Pourquoi les avocats assignent-ils à Paris ? Parce que les règles de procédure permettent toujours de trouver une partie qui y sera domiciliée, en particulier les assureurs, dont le siège est soit dans la capitale, soit à Nanterre. Qui dit gros dossier, dit souvent gros cabinet parisien, et donc confort d’assigner à Paris. Surtout qu’il est facile d’obtenir une date assez rapprochée, de l’ordre de cinq semaines, contre trois mois par exemple à Nanterre. Certains avancent encore la compétence des juges dans un domaine, la construction et l’immobilier, très technique. « Il ne faut pas pousser, pour prononcer une mesure d’expertise, on n’a pas besoin d’un grand juge » commente un magistrat. Au tribunal de Paris, on avance que la bonne administration de la justice rejoint ici l’intérêt du justiciable. Pour de multiples raisons. D’abord, l’expert le moins couteux est celui qui exerce localement. Ensuite, en cas d’incident, le magistrat qui a prononcé la mesure doit pouvoir se rendre sur place si nécessaire. Sans oublier le développement de l’audience de règlement amiable qui impose la présence des parties. Celles-ci ont donc tout intérêt à ce que le juge soit proche d’elles.

« Il ne faut pas oublier que le procès est la chose des parties »

Les choses sont un peu plus complexes lorsqu’on interroge les avocats. Me Valérie Rosano est membre du conseil de l’ordre de Paris et auteur d’un rapport sur ce sujet qu’elle connait bien puisqu’elle le pratique au quotidien. La très grande majorité des avocats spécialisés en construction et immobilier sont à Paris, explique-t-elle, c’est vrai, mais ce n’est pas pour leur confort qu’ils assignent là.

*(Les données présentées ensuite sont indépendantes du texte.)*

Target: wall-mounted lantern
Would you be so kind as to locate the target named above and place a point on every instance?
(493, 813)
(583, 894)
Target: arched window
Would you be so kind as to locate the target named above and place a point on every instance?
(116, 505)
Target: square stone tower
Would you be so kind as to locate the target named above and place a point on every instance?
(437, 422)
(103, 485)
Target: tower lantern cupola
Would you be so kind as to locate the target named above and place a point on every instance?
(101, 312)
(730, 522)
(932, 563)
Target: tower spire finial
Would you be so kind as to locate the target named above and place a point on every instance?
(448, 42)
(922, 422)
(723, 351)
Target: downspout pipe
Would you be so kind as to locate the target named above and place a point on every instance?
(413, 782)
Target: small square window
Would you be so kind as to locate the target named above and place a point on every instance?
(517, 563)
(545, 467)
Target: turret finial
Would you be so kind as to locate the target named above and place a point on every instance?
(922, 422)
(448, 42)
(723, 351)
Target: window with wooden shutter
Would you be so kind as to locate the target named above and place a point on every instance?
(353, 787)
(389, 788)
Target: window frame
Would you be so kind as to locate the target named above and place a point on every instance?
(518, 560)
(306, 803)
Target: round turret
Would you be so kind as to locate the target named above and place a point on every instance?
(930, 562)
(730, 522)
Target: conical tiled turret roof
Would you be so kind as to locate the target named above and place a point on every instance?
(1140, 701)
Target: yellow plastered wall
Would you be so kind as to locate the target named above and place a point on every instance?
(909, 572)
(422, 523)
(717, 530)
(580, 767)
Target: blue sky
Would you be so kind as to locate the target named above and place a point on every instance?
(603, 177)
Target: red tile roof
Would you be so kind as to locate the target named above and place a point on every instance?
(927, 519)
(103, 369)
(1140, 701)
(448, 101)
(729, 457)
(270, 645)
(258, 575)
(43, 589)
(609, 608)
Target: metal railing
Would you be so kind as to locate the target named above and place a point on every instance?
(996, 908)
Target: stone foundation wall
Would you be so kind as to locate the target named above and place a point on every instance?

C’est avant tout une demande des clients qui veulent que leur dossier soit traité efficacement et dans un délai raisonnable. Il ne faut pas oublier que le procès est la chose des parties. « Par ailleurs, poursuit Me Rosano, il s’agit également d’avoir des experts compétents et indépendants, qui n’ont pas d’interaction locale, gage de leur impartialité ». Assigner à Paris peut aussi répondre à une nécessité liée aux délais. La juridiction se vante, à raison, de proposer des dates de référé à cinq semaines, quand d’autres juridictions de départements limitrophes sont dans l’impossibilité de proposer le moindre créneau à plusieurs mois sur une demande qui, par définition, est urgente. « Je me souviens d’un dossier où l’on avait besoin d’un expert avant que ne commencent les travaux objet du litige, et Paris était le seul tribunal qui pouvait nous proposer une date rapide, ce qui était dans l’intérêt des justiciables en défense  » explique l’avocate. Assigner à Paris quand le tribunal territorialement compétent ne propose pas de date d’audience, c’est aussi la possibilité d’interrompre une prescription ou une forclusion, et donc de préserver les droits des justiciables ». Enfin, s’agissant du juge du contrôle, Me Rosano fait observer qu’en trente ans de carrière, elle n’a jamais vu un juge se déplacer. Indépendamment de cette expérience, elle rappelle dans son rapport que le juge du contrôle peut, en vertu de l’article 157 du Code de procédure civile, charger une autre juridiction de procéder à tout ou partie des opérations ordonnées. « Il est exact que la juge parisienne du contrôle est débordée, mais c’est un problème que l’Ordre et le Tribunal entendent  traiter dans le cadre de réunions entre avocats, magistrats et greffiers. C’est une question de formation, par exemple, il faut que certains confrères cessent de mettre le juge du contrôle en copie de toute leur correspondance comme si c’était une partie à l’expertise », explique Valérie Rosano.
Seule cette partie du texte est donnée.